Yes, I want to live in a world where humans are valued for what they write and their intrinsic qualities, even as machines encroach on what used to be our biggest differentiator: intelligence itself. But wanting this and morally shaming people for not doing it doesn't seem like a good way to actually make it happen. Getting to that world, to my eye, requires public sense-making, grappling with the reality of how the world works, forming coalitions, organizing society, and passing laws.
Yes, I understand that HN has a policy that people write their own stuff, and I do. (See #8 above as well as my about page.)
Thank you to the approximately zero or maybe one person who made it this far.
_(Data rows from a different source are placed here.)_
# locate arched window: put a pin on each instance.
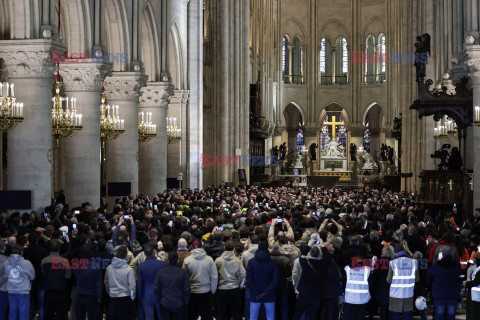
(341, 61)
(326, 61)
(286, 60)
(367, 140)
(382, 58)
(370, 63)
(300, 138)
(297, 76)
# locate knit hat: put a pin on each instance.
(196, 244)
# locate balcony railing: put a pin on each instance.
(339, 80)
(293, 79)
(375, 78)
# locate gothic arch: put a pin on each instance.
(117, 33)
(333, 106)
(150, 45)
(294, 104)
(333, 29)
(373, 26)
(75, 25)
(293, 28)
(376, 110)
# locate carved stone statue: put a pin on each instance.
(313, 151)
(368, 162)
(353, 152)
(390, 153)
(333, 150)
(275, 152)
(283, 151)
(384, 152)
(455, 160)
(422, 51)
(397, 123)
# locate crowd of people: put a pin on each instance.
(247, 252)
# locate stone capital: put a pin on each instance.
(84, 77)
(156, 94)
(124, 85)
(473, 63)
(26, 59)
(180, 97)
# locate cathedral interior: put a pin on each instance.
(103, 96)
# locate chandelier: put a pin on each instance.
(173, 132)
(11, 112)
(444, 128)
(146, 130)
(66, 122)
(111, 126)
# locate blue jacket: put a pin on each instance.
(262, 277)
(147, 273)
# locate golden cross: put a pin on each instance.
(334, 125)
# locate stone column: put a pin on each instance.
(84, 82)
(29, 66)
(473, 53)
(152, 168)
(123, 89)
(177, 153)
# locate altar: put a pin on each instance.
(333, 161)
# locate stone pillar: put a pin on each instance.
(152, 168)
(473, 53)
(28, 64)
(84, 82)
(123, 89)
(177, 153)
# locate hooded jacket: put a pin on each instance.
(231, 272)
(262, 277)
(120, 279)
(202, 272)
(249, 254)
(20, 274)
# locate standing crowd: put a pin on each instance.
(247, 252)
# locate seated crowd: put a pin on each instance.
(247, 252)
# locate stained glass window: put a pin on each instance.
(345, 56)
(323, 50)
(367, 140)
(300, 139)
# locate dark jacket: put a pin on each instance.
(446, 281)
(312, 281)
(172, 287)
(333, 283)
(285, 271)
(56, 272)
(415, 243)
(147, 273)
(35, 254)
(89, 279)
(262, 277)
(214, 248)
(379, 287)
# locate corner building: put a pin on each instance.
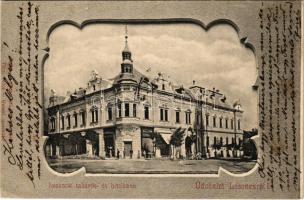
(136, 115)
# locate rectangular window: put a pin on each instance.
(146, 112)
(161, 114)
(96, 115)
(62, 122)
(188, 117)
(69, 121)
(127, 110)
(177, 120)
(109, 113)
(166, 115)
(134, 110)
(82, 114)
(231, 124)
(53, 124)
(119, 110)
(92, 114)
(75, 120)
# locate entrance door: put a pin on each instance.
(109, 145)
(128, 148)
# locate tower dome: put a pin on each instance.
(127, 63)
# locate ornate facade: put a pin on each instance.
(137, 115)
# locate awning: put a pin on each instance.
(163, 130)
(166, 137)
(165, 133)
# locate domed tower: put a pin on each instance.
(127, 63)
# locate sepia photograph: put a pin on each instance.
(150, 99)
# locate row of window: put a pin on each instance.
(221, 122)
(219, 141)
(164, 116)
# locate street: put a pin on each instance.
(127, 166)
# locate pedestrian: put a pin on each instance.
(124, 153)
(118, 153)
(131, 153)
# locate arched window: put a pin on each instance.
(69, 121)
(207, 120)
(214, 121)
(239, 124)
(110, 112)
(94, 114)
(231, 125)
(75, 119)
(82, 116)
(53, 124)
(62, 122)
(146, 112)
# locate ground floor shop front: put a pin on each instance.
(135, 142)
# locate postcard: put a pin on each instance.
(152, 99)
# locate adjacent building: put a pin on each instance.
(136, 115)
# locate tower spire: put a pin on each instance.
(126, 49)
(127, 64)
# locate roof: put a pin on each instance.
(134, 77)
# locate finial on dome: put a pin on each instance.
(126, 32)
(126, 49)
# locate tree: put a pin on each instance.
(177, 138)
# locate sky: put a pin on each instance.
(184, 52)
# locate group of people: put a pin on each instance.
(124, 153)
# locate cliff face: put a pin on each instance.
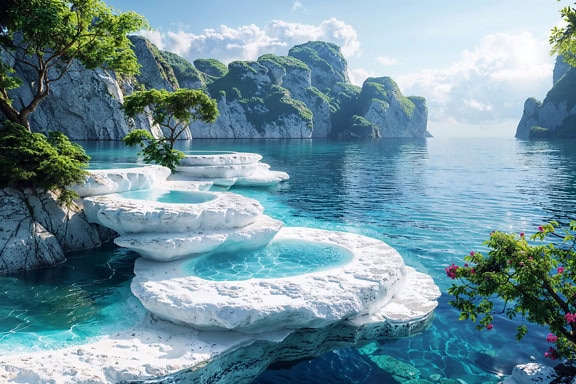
(303, 95)
(555, 116)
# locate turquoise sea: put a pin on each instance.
(434, 200)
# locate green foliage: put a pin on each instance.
(345, 105)
(283, 61)
(33, 160)
(173, 111)
(278, 103)
(384, 89)
(363, 128)
(317, 54)
(184, 71)
(154, 150)
(533, 280)
(563, 39)
(164, 67)
(211, 67)
(46, 35)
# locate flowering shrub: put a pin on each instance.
(532, 279)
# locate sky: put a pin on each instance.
(475, 62)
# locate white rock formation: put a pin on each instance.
(105, 181)
(155, 351)
(226, 169)
(173, 246)
(373, 287)
(129, 216)
(35, 230)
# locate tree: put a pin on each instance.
(35, 160)
(563, 39)
(173, 112)
(46, 36)
(534, 280)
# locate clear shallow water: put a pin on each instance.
(168, 196)
(279, 259)
(433, 200)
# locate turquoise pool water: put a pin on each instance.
(169, 196)
(279, 259)
(433, 200)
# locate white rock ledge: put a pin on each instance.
(173, 246)
(229, 168)
(374, 286)
(104, 181)
(129, 216)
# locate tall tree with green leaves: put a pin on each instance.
(563, 39)
(46, 36)
(173, 112)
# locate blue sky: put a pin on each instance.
(476, 62)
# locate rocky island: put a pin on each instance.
(306, 94)
(555, 116)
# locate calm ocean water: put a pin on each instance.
(434, 200)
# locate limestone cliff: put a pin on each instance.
(555, 116)
(36, 230)
(303, 95)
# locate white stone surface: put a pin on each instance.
(227, 210)
(105, 181)
(369, 285)
(35, 230)
(220, 158)
(229, 168)
(173, 246)
(162, 352)
(223, 171)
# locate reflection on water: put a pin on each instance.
(433, 200)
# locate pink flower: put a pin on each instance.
(552, 354)
(451, 271)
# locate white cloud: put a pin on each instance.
(488, 84)
(475, 104)
(358, 75)
(248, 42)
(386, 60)
(297, 5)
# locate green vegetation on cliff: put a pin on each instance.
(384, 89)
(183, 69)
(211, 67)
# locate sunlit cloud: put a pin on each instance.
(489, 83)
(386, 60)
(248, 42)
(297, 5)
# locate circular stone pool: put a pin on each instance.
(168, 196)
(374, 274)
(283, 258)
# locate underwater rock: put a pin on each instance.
(395, 367)
(531, 373)
(373, 288)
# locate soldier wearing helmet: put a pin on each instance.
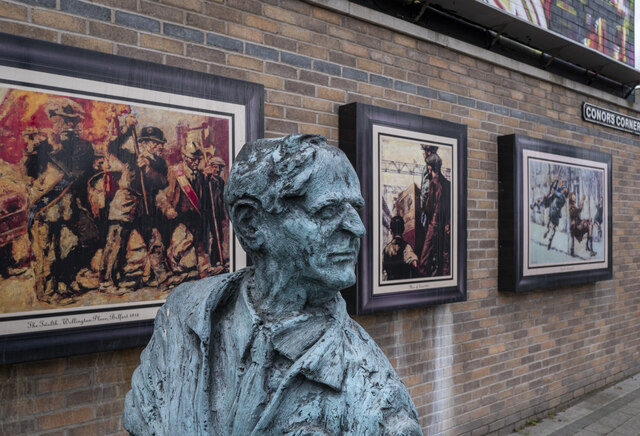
(63, 232)
(142, 174)
(213, 206)
(434, 256)
(181, 202)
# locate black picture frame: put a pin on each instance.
(528, 261)
(363, 128)
(109, 72)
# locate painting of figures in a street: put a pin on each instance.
(566, 209)
(417, 207)
(106, 201)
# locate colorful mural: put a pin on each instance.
(604, 25)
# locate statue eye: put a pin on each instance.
(327, 211)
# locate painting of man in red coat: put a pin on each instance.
(434, 258)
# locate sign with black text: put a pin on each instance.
(609, 118)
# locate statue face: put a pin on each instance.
(320, 233)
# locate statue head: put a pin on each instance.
(294, 205)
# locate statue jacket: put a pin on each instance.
(195, 379)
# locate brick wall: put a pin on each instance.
(478, 367)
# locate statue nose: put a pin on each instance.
(351, 222)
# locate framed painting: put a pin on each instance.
(111, 179)
(554, 214)
(413, 174)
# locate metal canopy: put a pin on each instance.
(545, 40)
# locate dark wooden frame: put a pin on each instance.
(511, 217)
(103, 68)
(356, 130)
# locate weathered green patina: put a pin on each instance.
(270, 350)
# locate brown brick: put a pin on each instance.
(66, 418)
(245, 62)
(300, 115)
(88, 43)
(404, 40)
(296, 6)
(234, 73)
(130, 5)
(270, 82)
(136, 53)
(186, 63)
(331, 94)
(192, 5)
(279, 14)
(260, 23)
(161, 44)
(325, 15)
(365, 64)
(317, 104)
(342, 59)
(208, 24)
(341, 33)
(284, 98)
(204, 53)
(255, 7)
(13, 11)
(313, 51)
(115, 33)
(28, 31)
(315, 129)
(354, 49)
(313, 77)
(282, 127)
(153, 9)
(295, 32)
(273, 111)
(304, 89)
(279, 42)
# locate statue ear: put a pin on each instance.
(245, 217)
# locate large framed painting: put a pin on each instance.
(413, 174)
(111, 179)
(554, 214)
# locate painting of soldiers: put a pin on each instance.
(61, 229)
(571, 203)
(416, 209)
(142, 173)
(104, 202)
(434, 258)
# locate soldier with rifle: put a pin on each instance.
(214, 212)
(143, 175)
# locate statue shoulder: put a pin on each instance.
(188, 296)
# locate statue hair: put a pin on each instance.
(272, 171)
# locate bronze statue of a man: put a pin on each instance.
(270, 350)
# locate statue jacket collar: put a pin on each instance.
(320, 361)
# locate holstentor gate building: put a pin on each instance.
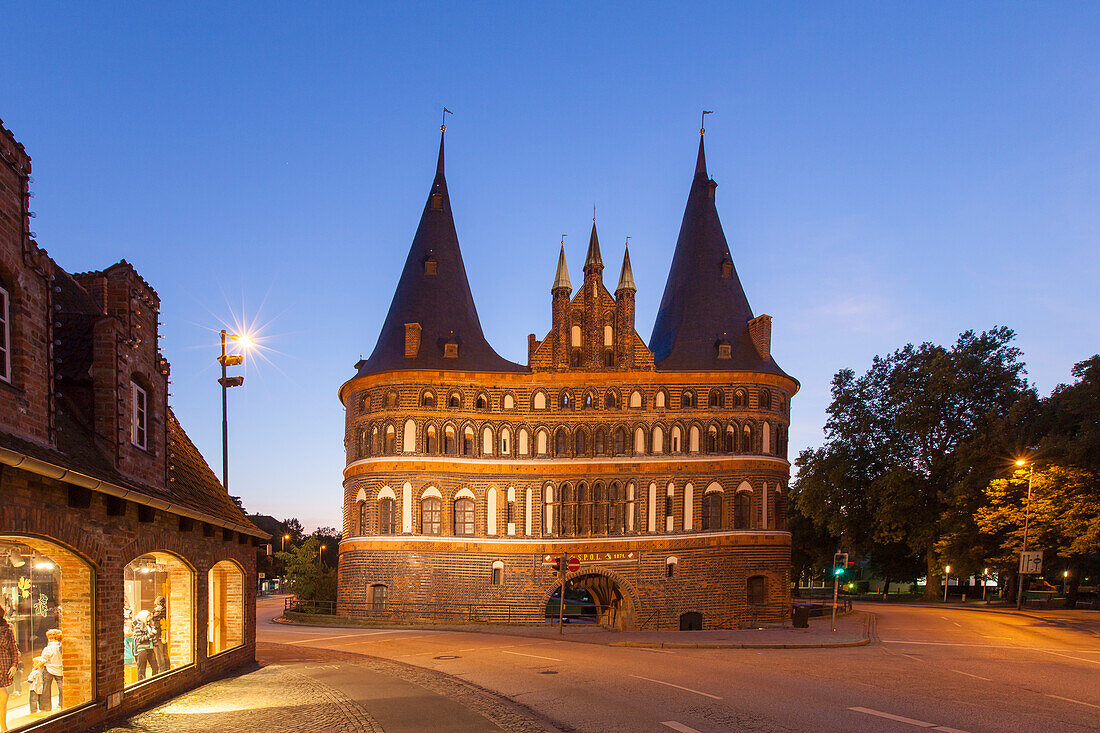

I owe you a beer. You can easily find me. I'm serious. But then we have to find a way to have a discussion while enjoying a beer on a video call. Alas.
I expect better from people -- and unfortunately a lot of people's output is lower quality than what I get from Claude. THIS is what pisses me off: that a machine-curated output is actually more useful to me than a vast majority of what people say, at least when I have particular questions to ask. This is one or many uncomfortable realities I would like people need to not flinch away from. As far as intelligent output is concerned, humans are losing a lot of ground. And fast. Don't shoot the messenger. If you don't recognize this, you might have a rather myopic view of intelligence that somehow assumes it must be biological or you just keep moving the goalposts. Or that somehow (but how?) humans "have it" but machines can't.
I don't write for sentimentality. I write so that my code designs can survive longer than my work on it.
No documentation is worse than deceit.
The emptiness and vastness of the void (entropy) is much deeper than humans or machines.
Google search says this philosphy is called https://plato.stanford.edu/entries/content-externalism/
If we want our systems to last, we would need the "process knowledge"—the actual mastery of the craft—to be in human hands rather than decaying in a dead system.
I don't think we can afford to process-knowledge-transfer many of our essential systems... without machine assistance.